News story

A step forward for Sellafield’s most hazardous building

Work to empty the Magnox Swarf Storage Silo has taken a significant step forward.

The 50-tonne package was safely placed onto a machine that will grab waste out of the building

The 50-tonne package was safely placed onto a machine that will grab waste out of the building

A waste transfer package has been lifted into the building for the first time.

The 50-tonne package was safely placed onto one of three machines that will begin grabbing waste out of the building’s 22 silo compartments from next year.

Originally constructed as six silos in the 1960’s and then extended three times, MSSS stores magnesium cladding or ‘swarf’ that was stripped from Magnox fuel prior to reprocessing.

The swarf is stored underwater in the 16 metre-deep silos but over time the magnesium releases heat and hydrogen meaning the facility requires constant management and monitoring.

Since the early 1990’s this type of waste has been immobilised in concrete instead as this makes it more passive and practical to manage.

The radioactive inventory and lack of modern standards in the silo makes it the most complicated and highest-priority mission in the Nuclear Decommissioning Authority’s estate.

Preparations for removing the 11,000m3 of historic waste from the silos and placing them into safe, modern storage have been over twenty years in the making.

Next year three 360 tonne Silo Emptying Plant (SEP) machines will start reaching in to the silos and removing the waste with a hydraulic grab.

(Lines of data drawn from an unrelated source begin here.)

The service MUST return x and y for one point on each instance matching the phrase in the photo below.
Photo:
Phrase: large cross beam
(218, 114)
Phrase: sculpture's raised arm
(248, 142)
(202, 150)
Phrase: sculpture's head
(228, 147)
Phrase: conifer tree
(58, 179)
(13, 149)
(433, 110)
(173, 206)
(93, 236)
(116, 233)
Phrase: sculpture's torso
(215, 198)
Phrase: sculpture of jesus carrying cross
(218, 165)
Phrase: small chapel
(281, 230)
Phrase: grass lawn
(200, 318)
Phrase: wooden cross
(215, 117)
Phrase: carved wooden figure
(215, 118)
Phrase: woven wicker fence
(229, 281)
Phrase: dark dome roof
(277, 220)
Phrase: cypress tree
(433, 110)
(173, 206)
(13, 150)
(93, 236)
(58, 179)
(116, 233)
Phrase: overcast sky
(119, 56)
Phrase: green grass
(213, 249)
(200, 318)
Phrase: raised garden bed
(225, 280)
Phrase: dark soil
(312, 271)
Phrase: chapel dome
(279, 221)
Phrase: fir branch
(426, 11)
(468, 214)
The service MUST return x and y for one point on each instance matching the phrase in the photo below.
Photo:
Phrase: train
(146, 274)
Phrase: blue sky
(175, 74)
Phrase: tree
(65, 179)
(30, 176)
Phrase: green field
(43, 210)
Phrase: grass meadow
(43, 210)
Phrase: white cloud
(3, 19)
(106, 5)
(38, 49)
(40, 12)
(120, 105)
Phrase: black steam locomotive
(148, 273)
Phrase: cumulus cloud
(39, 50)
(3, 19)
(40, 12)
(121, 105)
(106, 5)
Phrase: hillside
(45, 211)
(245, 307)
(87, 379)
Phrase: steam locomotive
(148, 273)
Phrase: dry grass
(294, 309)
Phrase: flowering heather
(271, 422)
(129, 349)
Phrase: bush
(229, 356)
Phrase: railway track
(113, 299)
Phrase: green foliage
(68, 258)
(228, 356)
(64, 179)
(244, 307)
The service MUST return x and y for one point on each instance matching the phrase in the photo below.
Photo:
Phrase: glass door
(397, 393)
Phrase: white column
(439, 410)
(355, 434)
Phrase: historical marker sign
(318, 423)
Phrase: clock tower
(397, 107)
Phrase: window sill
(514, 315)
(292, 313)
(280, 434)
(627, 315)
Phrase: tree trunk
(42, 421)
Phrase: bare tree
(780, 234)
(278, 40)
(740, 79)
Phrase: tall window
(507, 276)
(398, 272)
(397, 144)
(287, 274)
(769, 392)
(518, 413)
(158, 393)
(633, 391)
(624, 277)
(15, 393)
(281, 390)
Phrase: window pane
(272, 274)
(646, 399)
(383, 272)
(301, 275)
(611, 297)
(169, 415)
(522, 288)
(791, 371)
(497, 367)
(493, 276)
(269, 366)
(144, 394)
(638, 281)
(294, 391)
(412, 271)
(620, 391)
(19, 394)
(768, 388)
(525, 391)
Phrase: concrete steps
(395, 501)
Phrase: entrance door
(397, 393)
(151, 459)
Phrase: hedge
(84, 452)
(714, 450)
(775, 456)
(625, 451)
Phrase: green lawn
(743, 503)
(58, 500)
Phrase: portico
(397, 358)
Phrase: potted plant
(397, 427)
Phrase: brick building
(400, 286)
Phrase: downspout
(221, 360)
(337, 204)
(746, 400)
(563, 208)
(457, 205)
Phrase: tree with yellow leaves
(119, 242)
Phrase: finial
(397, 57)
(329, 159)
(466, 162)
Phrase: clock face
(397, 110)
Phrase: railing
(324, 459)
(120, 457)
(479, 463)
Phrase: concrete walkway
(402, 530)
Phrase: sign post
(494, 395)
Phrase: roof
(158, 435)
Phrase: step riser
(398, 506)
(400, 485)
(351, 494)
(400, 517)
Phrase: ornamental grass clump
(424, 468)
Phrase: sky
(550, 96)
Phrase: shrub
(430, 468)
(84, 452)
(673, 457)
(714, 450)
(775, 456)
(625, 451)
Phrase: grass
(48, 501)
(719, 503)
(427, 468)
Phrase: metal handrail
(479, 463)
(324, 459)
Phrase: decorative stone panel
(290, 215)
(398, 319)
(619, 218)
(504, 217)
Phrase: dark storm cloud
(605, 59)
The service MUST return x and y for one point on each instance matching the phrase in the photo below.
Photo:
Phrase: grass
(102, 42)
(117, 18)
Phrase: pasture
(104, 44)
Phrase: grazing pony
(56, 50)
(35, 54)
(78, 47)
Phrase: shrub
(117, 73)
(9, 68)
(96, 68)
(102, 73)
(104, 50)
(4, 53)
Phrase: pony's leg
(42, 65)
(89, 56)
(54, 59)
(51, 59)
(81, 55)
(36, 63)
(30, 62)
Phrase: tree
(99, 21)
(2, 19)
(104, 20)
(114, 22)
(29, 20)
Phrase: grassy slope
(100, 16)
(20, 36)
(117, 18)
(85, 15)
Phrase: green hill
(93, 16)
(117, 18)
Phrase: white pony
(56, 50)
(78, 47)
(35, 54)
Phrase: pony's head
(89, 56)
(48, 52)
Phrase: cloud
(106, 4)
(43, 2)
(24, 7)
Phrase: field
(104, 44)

The waste will then be loaded into the shielded transfer packages and safely stored on the Sellafield site until a permanent geological disposal facility is constructed.

Head of Programme for MSSS, Chris Halliwell, said:

The transfer package is the essential link in the chain to safer storage.

It’s a big moment to see it finally being attached to the SEP machine inside the silo.

Never before have these two bits of machinery met inside the place where they’ll be carrying out our biggest job in hazard reduction.

The first transfer package to enter the silo was manufactured by Workington firm TSP Engineering and is one of nine original packages they have built and modified for Sellafield Ltd.

TSP is currently competing with Cavendish Nuclear to build the next batch of 15 transfer packages; an advanced manufacturing contract worth tens of millions of pounds to British Industry.